The emergence of generative AI, large language models (LLMs), and foundation models is fundamentally reshaping computer science, and visualization and visual analytics are no exception. We present a systematic framework for understanding how human-centered AI (HCAI) can transform the visualization discipline. Our framework maps four key HCAI tool capabilities -- amplify, augment, empower, and enhance -- onto the four phases of visual sensemaking: view, explore, schematize, and report. For each combination, we review existing tools, envision future possibilities, identify challenges and pitfalls, and examine ethical considerations. This design space can serve as an R\&D agenda for both visualization researchers and practitioners to integrate AI into their work as well as understanding how visualization can support HCAI research.

Paper Structure

This paper contains 11 sections, 4 figures, 1 table.

Figures (4)

  • Figure 1: Stanford Wrangler. The left panel presents a transformation history tracking data provenance, a transform selection menu for manual ETL operations, and contextually suggested transformations based on current data selection. Interactive parameters within transform descriptions (shown in bold) enable direct manipulation of the ETL pipeline. The right panel displays the resulting data table with integrated data quality meters above each column, providing immediate feedback on transformation outcomes.
  • Figure 2: DataSite. This tool enhances exploratory data analysis through a human-AI collaborative framework. As analysts interactively develop and refine hypotheses through visual exploration, the system continuously surfaces analytically significant features in the Feed View (right), similar to a social media stream. This architecture maintains the analyst's agency in visual discovery while augmenting their analytical reasoning capabilities with AI-driven computational support, enabling more fluid and comprehensive exploration of data patterns, relationships, and anomalies.
  • Figure 3: Grounded theory helper. The interface supports human-AI collaborative grounded theory analysis through computational linguistics. Server-processed text metadata (parts of speech, entities, information content) powers coordinated visualizations that facilitate the schematization of qualitative data.

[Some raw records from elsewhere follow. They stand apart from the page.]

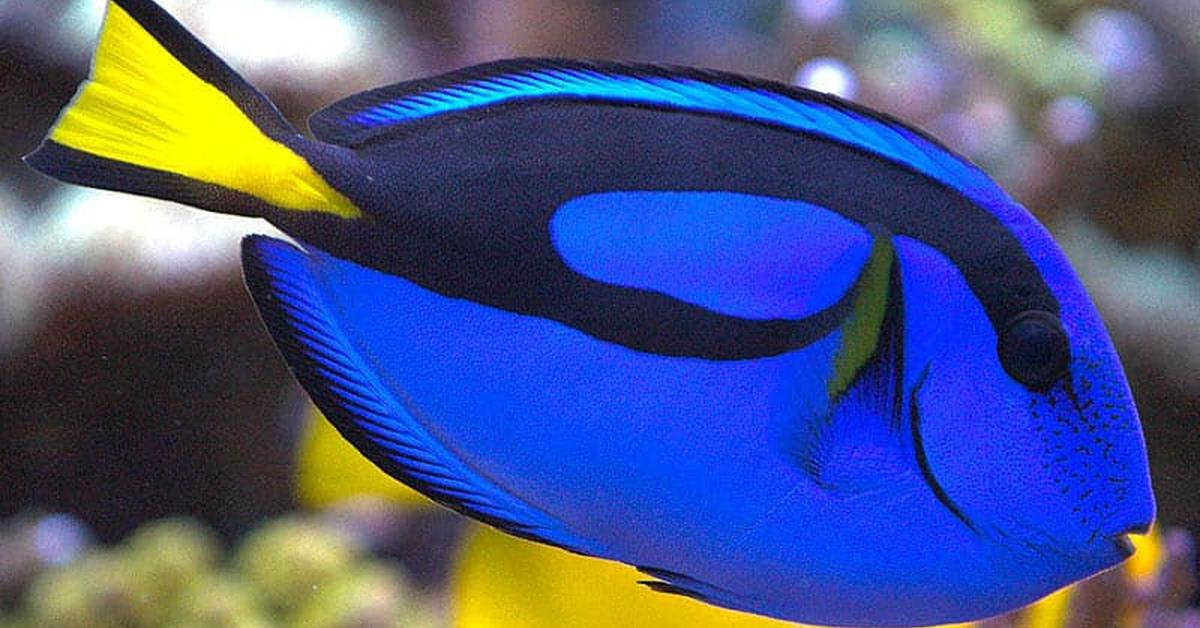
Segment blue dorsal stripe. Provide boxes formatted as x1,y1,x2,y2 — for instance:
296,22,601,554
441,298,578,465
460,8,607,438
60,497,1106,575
310,60,1019,210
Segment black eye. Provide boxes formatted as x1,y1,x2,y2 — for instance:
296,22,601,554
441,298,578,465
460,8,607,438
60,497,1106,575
996,310,1070,391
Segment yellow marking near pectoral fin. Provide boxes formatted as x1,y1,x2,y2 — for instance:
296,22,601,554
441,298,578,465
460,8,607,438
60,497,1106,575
49,1,361,219
826,229,895,400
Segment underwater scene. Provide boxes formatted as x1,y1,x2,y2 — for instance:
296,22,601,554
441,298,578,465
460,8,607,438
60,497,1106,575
0,0,1200,628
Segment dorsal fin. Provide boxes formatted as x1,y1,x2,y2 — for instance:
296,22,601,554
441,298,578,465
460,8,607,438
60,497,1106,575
308,59,1012,205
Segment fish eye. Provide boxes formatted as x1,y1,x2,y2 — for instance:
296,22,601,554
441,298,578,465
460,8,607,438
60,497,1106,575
996,310,1070,391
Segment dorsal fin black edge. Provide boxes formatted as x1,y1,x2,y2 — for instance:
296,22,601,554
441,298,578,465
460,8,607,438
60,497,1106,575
308,56,970,165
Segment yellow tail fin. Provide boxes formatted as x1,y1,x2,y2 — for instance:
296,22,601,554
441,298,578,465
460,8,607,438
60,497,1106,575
26,0,361,219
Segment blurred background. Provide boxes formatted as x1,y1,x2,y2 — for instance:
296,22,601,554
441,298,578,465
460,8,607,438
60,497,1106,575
0,0,1200,624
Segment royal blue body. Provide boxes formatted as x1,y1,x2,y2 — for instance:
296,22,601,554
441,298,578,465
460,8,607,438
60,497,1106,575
23,0,1154,626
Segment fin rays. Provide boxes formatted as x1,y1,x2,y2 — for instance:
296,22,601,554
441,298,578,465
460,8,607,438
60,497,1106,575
242,237,602,555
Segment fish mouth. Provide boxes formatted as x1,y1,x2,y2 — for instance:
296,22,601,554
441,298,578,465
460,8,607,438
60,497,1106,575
1109,524,1150,560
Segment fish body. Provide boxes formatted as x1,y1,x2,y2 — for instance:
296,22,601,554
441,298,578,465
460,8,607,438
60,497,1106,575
28,0,1153,626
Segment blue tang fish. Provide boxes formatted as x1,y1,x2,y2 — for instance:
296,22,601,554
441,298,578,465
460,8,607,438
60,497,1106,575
28,0,1154,626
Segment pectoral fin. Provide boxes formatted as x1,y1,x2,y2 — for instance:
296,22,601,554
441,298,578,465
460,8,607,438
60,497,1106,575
790,227,911,492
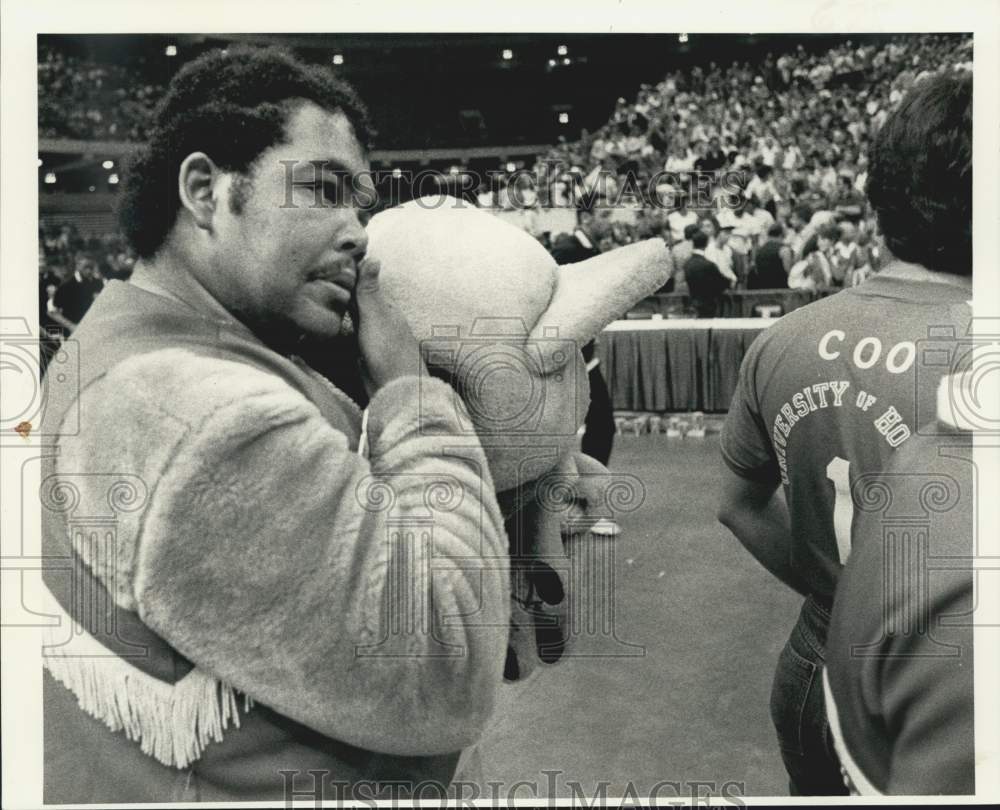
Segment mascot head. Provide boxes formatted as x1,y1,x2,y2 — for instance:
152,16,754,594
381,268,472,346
368,197,670,492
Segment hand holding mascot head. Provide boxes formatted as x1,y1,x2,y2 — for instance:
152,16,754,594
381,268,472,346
368,197,671,681
368,197,670,492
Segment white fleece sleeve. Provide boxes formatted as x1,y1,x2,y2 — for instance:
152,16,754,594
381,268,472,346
126,358,509,755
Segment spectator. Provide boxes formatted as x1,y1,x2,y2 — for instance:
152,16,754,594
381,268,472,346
659,220,710,293
684,231,730,318
788,239,832,292
667,193,698,244
830,170,865,224
820,222,864,287
49,256,104,332
701,217,740,289
747,225,792,290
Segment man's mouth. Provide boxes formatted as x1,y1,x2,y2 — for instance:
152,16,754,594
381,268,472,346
306,268,357,309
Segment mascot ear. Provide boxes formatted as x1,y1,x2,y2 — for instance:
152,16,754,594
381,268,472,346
530,239,673,374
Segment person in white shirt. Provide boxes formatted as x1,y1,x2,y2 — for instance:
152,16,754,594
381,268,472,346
745,196,774,249
667,192,698,244
699,217,739,288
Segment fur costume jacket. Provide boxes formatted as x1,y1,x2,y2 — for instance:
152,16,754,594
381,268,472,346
41,282,510,803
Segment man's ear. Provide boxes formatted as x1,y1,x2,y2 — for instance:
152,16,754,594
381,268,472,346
177,152,221,231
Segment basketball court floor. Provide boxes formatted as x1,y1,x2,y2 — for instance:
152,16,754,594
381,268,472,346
470,434,800,801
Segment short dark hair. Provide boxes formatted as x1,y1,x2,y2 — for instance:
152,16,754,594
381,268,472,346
118,45,374,259
865,74,972,276
817,222,840,242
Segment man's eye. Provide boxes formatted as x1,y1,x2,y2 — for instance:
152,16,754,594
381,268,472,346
317,181,341,205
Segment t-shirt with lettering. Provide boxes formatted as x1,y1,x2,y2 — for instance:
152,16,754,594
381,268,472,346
722,275,972,600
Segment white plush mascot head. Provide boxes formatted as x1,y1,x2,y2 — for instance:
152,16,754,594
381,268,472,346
368,197,670,492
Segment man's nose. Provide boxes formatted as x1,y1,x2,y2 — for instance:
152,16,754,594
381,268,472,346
337,215,368,261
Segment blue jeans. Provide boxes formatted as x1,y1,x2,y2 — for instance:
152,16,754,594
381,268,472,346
771,596,848,796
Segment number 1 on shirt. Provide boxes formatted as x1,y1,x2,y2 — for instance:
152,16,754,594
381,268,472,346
826,456,854,565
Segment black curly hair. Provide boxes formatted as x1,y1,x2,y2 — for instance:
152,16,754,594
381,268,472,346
118,46,374,259
865,72,972,276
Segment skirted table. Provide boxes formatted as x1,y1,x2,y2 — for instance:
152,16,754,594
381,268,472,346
597,318,775,413
633,289,836,318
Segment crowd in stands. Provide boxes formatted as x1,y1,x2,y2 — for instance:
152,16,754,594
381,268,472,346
38,45,163,141
39,34,972,334
38,222,136,369
481,34,972,314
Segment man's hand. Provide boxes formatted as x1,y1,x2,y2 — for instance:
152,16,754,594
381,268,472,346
351,252,427,396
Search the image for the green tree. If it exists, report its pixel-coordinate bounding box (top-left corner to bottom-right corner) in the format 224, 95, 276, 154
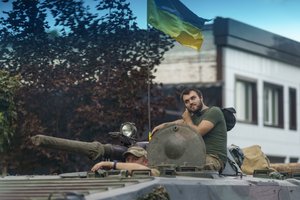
0, 0, 173, 173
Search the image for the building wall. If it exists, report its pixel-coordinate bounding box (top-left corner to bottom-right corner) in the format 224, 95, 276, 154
223, 48, 300, 161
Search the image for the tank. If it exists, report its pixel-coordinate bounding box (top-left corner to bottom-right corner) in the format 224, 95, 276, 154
0, 125, 300, 200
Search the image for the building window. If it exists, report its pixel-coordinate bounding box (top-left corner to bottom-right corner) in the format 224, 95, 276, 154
289, 88, 297, 130
263, 83, 283, 128
235, 79, 257, 124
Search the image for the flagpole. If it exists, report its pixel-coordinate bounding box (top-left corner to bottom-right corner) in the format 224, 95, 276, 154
146, 0, 152, 140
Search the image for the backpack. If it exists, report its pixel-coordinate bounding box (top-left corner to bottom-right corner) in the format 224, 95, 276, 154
221, 107, 236, 131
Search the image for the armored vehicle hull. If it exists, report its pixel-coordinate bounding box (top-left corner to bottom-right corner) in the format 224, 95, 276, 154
0, 172, 300, 200
0, 125, 300, 200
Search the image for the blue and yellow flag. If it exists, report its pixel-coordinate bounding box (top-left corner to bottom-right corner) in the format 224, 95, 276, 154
147, 0, 209, 51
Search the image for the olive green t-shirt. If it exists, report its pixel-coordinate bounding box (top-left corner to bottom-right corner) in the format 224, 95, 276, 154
192, 106, 227, 163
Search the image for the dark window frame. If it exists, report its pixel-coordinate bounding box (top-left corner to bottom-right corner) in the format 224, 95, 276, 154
263, 82, 284, 128
289, 87, 297, 130
234, 76, 258, 124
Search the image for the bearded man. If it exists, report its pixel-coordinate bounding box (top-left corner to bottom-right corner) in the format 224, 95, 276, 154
152, 88, 227, 172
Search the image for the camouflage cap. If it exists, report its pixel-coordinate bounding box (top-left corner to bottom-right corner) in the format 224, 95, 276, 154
123, 146, 147, 158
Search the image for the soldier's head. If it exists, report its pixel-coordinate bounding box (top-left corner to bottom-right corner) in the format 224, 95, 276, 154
123, 146, 148, 166
180, 88, 203, 112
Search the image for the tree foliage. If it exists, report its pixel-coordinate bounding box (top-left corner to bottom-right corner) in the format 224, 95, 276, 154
0, 0, 173, 173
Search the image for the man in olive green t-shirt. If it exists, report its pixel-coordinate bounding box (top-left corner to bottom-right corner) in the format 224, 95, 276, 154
152, 88, 227, 172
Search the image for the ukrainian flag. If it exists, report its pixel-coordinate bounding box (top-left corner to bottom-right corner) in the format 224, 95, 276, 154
147, 0, 209, 51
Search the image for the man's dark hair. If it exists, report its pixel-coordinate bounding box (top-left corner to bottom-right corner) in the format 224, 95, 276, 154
180, 88, 203, 102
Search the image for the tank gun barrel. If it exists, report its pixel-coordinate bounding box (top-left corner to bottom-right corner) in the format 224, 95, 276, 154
31, 135, 127, 160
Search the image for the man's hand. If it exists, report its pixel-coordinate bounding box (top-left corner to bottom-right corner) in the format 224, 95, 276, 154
182, 109, 193, 125
91, 162, 114, 172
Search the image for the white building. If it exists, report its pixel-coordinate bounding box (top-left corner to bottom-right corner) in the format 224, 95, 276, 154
155, 17, 300, 162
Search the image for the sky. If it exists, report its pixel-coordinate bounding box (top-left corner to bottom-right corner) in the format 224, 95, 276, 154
0, 0, 300, 42
130, 0, 300, 42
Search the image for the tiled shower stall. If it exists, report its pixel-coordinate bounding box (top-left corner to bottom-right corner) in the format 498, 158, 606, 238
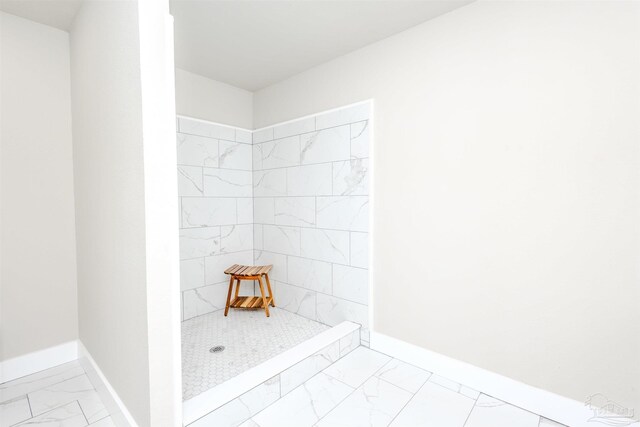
177, 102, 371, 345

These interactive views help analysts identify concepts and relationships while building coherent analytical structures during the iterative coding process, blending computational support with human interpretive authority.
  • Figure 4: DG Comics. The tool employs a human-AI collaborative approach to dynamic graph communication, featuring a summary view, interactive filtering sliders, a graph comic view, character tables, and a timeline. Users can access additional perspectives through a node attribute table or a community view. The system supports effective knowledge dissemination through mental map preservation techniques and visual community change representations, enabling stakeholders to explore actionable insights and make informed decisions.